I felt embarrassed, until I understood just how lonely Seyda’s family feels, like so many other families across Turkey’s southeast following the violence that wracked the region from late 2015 to early 2016.
The family brought me nuts and strong tea. Aunt Ayşe handed me a photograph of Seyda and, with shining eyes, began to tell me about her beloved.
“He was very kind to people around him. He was someone with good ideas. He would help to bury every fallen fighter. He was fearless. He was a patriot. He was known and respected. This had made him a target. They shot at our home for an hour and a half,” she said.

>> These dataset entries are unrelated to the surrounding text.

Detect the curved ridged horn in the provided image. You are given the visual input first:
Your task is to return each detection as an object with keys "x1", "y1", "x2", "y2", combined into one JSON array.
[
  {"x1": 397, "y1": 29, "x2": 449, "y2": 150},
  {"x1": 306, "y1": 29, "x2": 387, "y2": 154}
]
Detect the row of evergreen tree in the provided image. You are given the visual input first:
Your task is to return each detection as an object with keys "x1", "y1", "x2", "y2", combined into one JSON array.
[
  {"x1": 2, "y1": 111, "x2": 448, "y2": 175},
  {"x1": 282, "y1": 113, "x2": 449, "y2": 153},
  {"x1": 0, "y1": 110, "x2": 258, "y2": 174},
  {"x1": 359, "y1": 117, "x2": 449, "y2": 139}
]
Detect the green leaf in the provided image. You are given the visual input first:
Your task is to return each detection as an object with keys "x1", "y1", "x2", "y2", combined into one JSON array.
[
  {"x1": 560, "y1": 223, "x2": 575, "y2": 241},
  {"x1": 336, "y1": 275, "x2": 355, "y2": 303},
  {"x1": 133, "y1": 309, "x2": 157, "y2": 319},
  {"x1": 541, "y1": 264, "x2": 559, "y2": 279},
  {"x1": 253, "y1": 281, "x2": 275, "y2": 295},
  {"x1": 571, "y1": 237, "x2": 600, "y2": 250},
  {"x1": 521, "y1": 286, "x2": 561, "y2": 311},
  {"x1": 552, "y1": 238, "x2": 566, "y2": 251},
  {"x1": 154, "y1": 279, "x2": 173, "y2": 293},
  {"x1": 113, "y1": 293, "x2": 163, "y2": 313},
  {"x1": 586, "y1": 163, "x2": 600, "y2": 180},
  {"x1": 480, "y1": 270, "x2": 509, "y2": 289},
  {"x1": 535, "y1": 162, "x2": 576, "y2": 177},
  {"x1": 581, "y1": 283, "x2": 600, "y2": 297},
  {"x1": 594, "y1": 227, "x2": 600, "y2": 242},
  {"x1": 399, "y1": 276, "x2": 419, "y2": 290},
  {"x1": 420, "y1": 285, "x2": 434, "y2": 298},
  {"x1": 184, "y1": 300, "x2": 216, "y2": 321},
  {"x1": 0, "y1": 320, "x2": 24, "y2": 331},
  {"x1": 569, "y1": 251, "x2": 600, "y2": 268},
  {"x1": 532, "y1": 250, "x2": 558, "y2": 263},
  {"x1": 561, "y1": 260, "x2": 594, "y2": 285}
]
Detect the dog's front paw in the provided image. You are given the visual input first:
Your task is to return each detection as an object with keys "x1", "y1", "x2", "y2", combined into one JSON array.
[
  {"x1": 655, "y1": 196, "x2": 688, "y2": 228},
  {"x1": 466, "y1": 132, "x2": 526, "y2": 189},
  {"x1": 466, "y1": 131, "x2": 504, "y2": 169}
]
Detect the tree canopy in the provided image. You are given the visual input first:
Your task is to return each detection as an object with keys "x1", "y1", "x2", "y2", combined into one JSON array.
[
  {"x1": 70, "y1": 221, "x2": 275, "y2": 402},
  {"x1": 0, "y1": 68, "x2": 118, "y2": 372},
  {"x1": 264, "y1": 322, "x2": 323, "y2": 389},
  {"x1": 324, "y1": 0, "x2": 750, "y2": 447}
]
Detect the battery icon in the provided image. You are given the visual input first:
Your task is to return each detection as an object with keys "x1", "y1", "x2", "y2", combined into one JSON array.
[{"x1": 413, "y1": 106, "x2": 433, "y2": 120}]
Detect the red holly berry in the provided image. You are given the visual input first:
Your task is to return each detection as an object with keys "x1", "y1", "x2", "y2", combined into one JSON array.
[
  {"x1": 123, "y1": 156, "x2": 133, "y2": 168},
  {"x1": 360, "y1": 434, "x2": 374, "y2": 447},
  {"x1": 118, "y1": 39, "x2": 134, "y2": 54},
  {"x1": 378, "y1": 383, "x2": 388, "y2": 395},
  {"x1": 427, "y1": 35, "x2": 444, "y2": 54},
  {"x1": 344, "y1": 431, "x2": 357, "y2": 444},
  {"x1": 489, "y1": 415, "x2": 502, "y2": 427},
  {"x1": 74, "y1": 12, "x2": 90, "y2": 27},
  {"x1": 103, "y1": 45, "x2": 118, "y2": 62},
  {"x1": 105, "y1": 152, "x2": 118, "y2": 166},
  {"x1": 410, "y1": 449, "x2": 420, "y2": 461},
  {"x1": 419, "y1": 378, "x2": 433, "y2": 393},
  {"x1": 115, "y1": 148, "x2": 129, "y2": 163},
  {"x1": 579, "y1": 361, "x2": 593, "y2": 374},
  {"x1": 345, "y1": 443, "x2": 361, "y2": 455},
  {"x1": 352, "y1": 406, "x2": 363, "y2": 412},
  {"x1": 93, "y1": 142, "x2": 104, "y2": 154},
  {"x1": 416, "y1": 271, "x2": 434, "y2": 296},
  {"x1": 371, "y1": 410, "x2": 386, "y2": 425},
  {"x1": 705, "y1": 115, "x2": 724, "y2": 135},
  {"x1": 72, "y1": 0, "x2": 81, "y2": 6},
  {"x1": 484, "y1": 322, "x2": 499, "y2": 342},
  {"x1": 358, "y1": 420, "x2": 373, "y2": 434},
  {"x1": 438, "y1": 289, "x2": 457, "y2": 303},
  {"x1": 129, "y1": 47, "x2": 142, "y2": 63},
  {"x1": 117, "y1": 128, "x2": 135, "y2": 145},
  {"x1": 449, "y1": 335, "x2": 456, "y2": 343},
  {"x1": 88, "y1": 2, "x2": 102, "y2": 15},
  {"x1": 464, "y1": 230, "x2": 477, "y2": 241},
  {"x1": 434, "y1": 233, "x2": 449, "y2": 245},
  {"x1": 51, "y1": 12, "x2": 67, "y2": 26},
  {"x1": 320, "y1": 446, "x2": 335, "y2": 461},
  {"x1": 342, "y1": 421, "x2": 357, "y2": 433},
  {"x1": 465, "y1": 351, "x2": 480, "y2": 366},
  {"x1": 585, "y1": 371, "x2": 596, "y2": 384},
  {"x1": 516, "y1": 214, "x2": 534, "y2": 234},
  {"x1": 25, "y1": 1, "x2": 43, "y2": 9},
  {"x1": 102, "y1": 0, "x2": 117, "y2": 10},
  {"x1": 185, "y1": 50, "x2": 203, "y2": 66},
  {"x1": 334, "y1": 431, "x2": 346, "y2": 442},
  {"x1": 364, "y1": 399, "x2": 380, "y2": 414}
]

“He loved me, and I loved him. With him, I was at peace, and held my head high. But he is gone now, and I am devastated. I miss him so much. Now his burden is mine to bear, and I must take responsibility for his cause. Our beliefs were compatible, we saw eye to eye. This is the fate Allah has written for us, what can we do?” she continued.
I asked Ayşe what it was like to spend nine days with the body of her beloved.
My girl, when we buried him even the police participated in the prayers. But do you know what hurts me the most? He put so much effort into this struggle, but his picture did not appear once on the television,” she told me. “The death of such a valuable man, who spent his entire life fighting for this cause, did not produce a single piece of news. Can you imagine what it means for a body to remain on the floor for nine days? Just think, the body of your loved one is in the kitchen, and you cannot enter that kitchen to retrieve him.”
If only we could have imagined this for just one moment, Ayşe, Turkey might be a different place today.